LAUSR

Objective: Bococizumab, a monoclonal antibody targeting proprotein convertase subtilisin/kexin type 9, has been shown to reduce low-density lipoprotein cholesterol (LDL-C). Here, we describe the pharmacokinetics and pharmacodynamics of bococizumab and its effect on lipoprotein particle composition and other biomarkers, based on a double-blind, placebo-controlled, randomized, dose-ranging study. Materials and methods: The study consisted of two populations: Japanese subjects with uncontrolled LDL-C (LDL-C ≥ 100 mg/dL) despite treatment with atorvastatin (n = 121) and Japanese subjects naïve to lipid-lowering agents with LDL-C ≥ 130 mg/dL (n = 97).
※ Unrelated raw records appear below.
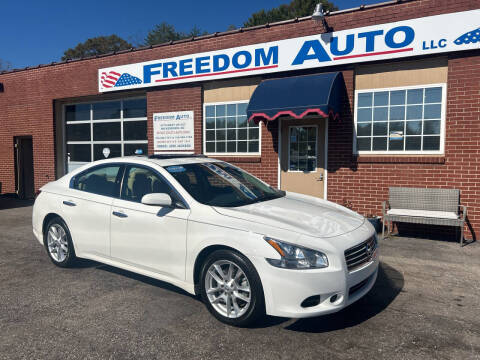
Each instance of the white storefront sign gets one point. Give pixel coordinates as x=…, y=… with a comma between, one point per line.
x=173, y=131
x=422, y=36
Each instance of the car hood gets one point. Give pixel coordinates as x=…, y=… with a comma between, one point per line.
x=299, y=213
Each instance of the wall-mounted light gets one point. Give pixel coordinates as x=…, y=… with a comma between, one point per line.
x=319, y=16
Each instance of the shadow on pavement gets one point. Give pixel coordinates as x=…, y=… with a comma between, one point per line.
x=388, y=285
x=12, y=202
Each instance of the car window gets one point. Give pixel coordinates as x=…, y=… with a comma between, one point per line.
x=140, y=181
x=221, y=184
x=102, y=180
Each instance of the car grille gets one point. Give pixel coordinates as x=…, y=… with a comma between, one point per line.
x=360, y=254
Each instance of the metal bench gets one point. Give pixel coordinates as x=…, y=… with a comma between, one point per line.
x=424, y=206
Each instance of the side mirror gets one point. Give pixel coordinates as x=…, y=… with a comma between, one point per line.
x=157, y=199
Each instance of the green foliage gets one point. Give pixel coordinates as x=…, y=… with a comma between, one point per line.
x=96, y=46
x=296, y=8
x=165, y=32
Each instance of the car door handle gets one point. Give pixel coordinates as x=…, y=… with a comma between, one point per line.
x=119, y=214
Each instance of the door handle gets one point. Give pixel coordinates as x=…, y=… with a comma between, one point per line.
x=119, y=214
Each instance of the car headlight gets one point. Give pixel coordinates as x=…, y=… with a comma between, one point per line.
x=296, y=257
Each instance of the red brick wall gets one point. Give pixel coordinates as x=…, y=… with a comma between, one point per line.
x=364, y=182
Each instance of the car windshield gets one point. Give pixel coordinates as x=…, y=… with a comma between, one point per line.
x=222, y=184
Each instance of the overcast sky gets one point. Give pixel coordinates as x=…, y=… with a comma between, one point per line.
x=36, y=32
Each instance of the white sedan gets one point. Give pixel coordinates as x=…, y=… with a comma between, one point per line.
x=213, y=230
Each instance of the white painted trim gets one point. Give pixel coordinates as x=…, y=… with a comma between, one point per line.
x=325, y=165
x=407, y=152
x=279, y=169
x=204, y=132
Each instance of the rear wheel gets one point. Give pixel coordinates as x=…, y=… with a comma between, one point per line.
x=231, y=288
x=58, y=243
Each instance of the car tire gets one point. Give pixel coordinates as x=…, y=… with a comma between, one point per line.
x=236, y=297
x=58, y=243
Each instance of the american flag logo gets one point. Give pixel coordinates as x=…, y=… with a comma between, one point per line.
x=470, y=37
x=112, y=78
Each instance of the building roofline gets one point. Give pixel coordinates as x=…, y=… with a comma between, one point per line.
x=208, y=36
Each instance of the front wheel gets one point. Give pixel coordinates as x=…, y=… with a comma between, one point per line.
x=58, y=243
x=231, y=288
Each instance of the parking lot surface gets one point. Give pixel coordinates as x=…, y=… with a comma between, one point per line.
x=425, y=305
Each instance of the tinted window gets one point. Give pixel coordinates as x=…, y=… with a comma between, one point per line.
x=140, y=181
x=221, y=184
x=102, y=180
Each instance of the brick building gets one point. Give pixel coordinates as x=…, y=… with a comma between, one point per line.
x=408, y=113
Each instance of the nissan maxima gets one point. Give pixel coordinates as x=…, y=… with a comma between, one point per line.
x=246, y=248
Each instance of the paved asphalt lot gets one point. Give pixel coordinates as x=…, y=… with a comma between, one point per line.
x=425, y=305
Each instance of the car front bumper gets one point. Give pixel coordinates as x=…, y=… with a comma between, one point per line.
x=286, y=289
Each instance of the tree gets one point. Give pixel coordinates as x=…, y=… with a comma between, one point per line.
x=5, y=65
x=96, y=46
x=166, y=32
x=296, y=8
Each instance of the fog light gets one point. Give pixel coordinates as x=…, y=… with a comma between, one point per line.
x=311, y=301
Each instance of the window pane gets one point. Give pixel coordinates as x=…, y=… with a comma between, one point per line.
x=414, y=127
x=365, y=99
x=415, y=96
x=101, y=181
x=395, y=144
x=114, y=150
x=414, y=112
x=231, y=134
x=220, y=134
x=380, y=98
x=253, y=146
x=135, y=149
x=242, y=121
x=433, y=95
x=210, y=123
x=431, y=127
x=364, y=144
x=221, y=147
x=221, y=123
x=78, y=132
x=364, y=129
x=364, y=115
x=242, y=109
x=231, y=122
x=380, y=114
x=413, y=143
x=431, y=143
x=433, y=111
x=106, y=131
x=220, y=110
x=135, y=108
x=210, y=147
x=134, y=130
x=397, y=97
x=209, y=111
x=210, y=135
x=231, y=109
x=106, y=110
x=397, y=113
x=79, y=152
x=397, y=126
x=380, y=128
x=379, y=143
x=77, y=112
x=253, y=134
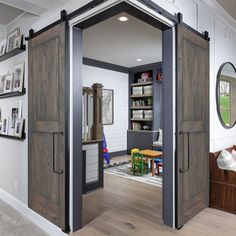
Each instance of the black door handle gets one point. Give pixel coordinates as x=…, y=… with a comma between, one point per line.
x=59, y=172
x=185, y=152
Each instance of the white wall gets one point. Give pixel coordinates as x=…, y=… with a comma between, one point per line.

Subjects were randomized to receive either bococizumab 50, 100, or 150 mg or placebo, every 2 weeks. One arm of subjects in the atorvastatin-treated population received ezetimibe 10 mg instead of bococizumab. Results: In both populations, bococizumab exposure increased with increasing dose, and subjects with lower body weights tended to have higher exposures. Bococizumab treatment was associated with a dose-dependent reduction in LDL particles and a small increase in total high-density lipoprotein (HDL) particles. Significant reductions in lipoprotein-associated phospholipase A2 (Lp-PLA2) were observed for bococizumab-treated subjects but not for subjects treated with placebo or ezetimibe. Conclusion: Increased bococizumab dosage resulted in increased exposure. Levels of LDL and HDL particles and biomarkers such as Lp-PLA2 were also altered with bococizumab treatment. (ClinicalTrials.gov identifier: NCT02055976).